Communications Coordinator
Dec 18, 2015


Student Perspective: IMPACT Matelot Service Learning

IMPACT Scholars and students experience the culture at Amizade in Trinidad.
IMPACT Scholars and students experience the culture at Amizade in Trinidad.
Story and Photos by Fall 2015 IMPACT Scholar, Hannah Ingersoll

My Thanksgiving was spent in an island country called Trinidad and Tobago, just off the coast of Venezuela. We were on the island for 2 days and I had the unique opportunity of doing a home-stay program in a town called Matelot. This town was at the end of the road and unless one lives here, there is no reason to ever visit Matelot.

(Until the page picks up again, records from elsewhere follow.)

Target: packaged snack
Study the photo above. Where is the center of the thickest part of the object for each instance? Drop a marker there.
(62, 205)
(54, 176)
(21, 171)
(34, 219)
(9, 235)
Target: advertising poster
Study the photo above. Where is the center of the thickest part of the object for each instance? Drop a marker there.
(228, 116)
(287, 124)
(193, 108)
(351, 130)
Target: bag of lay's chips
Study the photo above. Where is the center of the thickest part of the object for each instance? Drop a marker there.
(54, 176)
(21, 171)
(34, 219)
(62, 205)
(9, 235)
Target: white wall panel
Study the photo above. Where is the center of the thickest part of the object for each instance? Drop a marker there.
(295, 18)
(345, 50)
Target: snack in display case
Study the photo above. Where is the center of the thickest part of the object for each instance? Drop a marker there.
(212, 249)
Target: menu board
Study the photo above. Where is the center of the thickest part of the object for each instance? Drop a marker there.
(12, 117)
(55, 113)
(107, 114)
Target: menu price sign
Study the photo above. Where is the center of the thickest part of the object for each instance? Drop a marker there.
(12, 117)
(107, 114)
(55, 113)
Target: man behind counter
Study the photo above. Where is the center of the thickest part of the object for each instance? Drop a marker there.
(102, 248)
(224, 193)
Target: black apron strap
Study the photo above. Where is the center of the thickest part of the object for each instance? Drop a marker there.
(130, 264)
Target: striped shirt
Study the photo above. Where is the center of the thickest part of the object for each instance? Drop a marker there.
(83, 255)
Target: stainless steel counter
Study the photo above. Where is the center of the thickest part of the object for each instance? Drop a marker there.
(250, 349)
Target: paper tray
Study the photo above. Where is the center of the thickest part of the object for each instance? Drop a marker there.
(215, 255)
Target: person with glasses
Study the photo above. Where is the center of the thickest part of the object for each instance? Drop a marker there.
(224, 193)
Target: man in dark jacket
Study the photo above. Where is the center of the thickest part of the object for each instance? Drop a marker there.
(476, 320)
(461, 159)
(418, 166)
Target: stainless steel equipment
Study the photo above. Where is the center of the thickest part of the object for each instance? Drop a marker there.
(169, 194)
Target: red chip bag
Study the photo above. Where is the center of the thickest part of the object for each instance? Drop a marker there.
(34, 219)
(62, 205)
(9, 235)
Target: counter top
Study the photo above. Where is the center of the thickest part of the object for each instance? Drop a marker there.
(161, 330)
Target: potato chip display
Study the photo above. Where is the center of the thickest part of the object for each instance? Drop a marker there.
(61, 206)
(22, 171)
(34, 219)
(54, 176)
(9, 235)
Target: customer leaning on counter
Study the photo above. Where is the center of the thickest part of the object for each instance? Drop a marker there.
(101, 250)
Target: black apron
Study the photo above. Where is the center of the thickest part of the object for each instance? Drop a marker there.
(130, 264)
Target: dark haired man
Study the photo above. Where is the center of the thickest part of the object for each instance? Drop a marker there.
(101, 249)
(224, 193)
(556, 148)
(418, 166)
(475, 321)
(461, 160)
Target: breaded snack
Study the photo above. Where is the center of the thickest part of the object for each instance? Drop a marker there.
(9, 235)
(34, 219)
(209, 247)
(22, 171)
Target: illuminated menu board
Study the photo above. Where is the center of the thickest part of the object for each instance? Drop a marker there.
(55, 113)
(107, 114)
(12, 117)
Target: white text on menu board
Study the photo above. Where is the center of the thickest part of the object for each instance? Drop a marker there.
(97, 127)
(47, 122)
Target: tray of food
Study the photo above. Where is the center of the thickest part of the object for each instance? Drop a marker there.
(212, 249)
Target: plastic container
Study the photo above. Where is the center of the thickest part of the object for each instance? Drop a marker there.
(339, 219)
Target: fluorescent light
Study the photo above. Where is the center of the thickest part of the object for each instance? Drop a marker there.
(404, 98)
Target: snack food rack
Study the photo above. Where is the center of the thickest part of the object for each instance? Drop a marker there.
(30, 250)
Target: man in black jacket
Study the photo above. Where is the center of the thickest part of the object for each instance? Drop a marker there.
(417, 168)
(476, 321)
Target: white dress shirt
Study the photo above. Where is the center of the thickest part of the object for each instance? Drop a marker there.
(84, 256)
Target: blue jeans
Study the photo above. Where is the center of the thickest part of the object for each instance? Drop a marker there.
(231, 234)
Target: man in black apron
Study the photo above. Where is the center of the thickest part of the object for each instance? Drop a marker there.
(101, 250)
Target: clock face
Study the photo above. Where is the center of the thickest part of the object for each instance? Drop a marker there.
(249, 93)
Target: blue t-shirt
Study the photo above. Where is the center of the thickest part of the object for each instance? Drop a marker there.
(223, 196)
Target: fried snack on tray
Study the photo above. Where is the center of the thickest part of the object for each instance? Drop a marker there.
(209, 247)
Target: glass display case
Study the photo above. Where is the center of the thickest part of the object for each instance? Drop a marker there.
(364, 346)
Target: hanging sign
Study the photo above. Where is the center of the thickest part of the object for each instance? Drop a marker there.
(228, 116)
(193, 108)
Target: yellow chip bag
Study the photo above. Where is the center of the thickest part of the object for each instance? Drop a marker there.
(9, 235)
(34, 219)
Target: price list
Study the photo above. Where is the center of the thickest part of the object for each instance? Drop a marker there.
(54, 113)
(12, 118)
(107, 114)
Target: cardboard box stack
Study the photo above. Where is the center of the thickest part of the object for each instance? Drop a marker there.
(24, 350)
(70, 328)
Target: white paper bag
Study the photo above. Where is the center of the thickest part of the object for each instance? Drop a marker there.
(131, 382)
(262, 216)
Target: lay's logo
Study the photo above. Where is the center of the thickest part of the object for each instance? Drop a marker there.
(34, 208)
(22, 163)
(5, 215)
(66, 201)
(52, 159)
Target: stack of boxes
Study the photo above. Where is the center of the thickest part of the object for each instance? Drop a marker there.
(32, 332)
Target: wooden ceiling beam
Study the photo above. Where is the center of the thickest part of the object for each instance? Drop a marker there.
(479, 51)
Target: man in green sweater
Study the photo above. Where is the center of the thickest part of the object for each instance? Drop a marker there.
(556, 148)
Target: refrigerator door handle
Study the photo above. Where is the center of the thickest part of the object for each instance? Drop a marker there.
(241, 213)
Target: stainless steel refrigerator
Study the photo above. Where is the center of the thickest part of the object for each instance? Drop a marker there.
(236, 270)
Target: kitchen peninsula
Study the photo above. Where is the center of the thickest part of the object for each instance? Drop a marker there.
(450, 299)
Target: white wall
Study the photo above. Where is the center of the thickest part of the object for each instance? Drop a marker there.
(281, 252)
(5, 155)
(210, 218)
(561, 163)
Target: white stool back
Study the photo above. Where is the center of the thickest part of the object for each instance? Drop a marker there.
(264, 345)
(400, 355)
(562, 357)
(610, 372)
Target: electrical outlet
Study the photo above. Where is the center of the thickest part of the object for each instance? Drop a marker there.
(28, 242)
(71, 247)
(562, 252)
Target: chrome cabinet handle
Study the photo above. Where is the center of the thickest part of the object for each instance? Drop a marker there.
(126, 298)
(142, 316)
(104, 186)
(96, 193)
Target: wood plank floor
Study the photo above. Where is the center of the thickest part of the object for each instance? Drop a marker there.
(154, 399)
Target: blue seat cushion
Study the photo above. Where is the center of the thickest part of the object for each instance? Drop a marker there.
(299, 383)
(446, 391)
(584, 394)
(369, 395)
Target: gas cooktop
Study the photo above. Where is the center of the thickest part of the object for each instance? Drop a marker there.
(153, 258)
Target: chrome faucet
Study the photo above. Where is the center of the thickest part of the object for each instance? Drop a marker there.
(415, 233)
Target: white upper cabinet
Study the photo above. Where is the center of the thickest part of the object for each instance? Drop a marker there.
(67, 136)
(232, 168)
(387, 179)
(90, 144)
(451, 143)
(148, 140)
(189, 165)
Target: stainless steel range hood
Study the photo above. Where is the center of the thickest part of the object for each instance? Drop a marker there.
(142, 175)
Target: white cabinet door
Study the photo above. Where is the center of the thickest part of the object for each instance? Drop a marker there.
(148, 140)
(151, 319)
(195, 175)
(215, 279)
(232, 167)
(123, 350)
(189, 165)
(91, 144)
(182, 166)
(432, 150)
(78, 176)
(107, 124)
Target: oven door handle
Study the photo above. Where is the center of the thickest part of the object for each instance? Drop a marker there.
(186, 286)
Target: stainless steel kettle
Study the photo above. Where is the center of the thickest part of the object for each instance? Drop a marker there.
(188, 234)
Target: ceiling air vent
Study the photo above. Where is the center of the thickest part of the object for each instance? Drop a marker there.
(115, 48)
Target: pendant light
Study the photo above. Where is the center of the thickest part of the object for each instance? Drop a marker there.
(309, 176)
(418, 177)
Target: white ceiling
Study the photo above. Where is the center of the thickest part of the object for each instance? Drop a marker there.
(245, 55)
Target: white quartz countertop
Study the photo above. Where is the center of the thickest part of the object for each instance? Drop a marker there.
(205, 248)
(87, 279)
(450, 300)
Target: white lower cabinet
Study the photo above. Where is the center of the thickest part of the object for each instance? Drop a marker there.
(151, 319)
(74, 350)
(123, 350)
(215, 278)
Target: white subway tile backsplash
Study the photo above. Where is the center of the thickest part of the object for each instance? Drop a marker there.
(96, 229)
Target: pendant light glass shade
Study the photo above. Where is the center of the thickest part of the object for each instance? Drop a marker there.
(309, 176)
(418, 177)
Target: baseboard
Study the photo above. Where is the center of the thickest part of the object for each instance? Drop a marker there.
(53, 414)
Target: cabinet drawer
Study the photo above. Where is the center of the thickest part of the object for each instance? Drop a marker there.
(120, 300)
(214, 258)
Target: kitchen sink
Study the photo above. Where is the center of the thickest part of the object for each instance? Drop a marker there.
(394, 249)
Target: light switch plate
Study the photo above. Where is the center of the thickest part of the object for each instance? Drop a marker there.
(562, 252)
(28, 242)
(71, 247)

Many young people are leaving Matelot and looking to find work elsewhere because of the lack of jobs and opportunity in Matelot. It was an adorable little jungle-like town nestled between the ocean, a river and dense tropical forest. We spend the two days getting to know the Dorcas Women’s group, a coalition of middle-aged women who gather monthly to figure out ways to keep Matelot alive and thriving. Dorcas works in connection with Amizade—Service Learning, a nonprofit based in the States, whose Executive Director is actually SAS alumni. This program would not have been possible without the support from Amizade. It was interesting to see how a nonprofit was organized and run in a foreign country. Throughout the two days we swam in the river with some locals, enjoyed a few walks on the beach and learned how to do the traditional cultural dress wrapping from women of Dorcas. The women cooked us all our meals and we ate nothing but traditional Trinidadian food in typical Trinidadian homes. The setting was beautiful and it was inspiring to see women connecting through social activism in such a remote part of our world. After a delicious dinner, had a brainstorming session/discussion where the women asked us for advice on how to improve Dorcas. We gave them a handful of ideas, one of which was the creation of a Docas Girls Youth group. The women liked this idea and it will be interesting to see if they end up setting this group up. Over the two days spent at Matelot we also visit the local hospital, school and fishing center. On the whole, my experiences at Matelot and with the Dorcas women’s group were extremely eye opening and inspiring. I am interested in following the stories of Matelot into the future and seeing if the efforts of the Doraus women’s group are successful in keeping Matelot alive and thriving.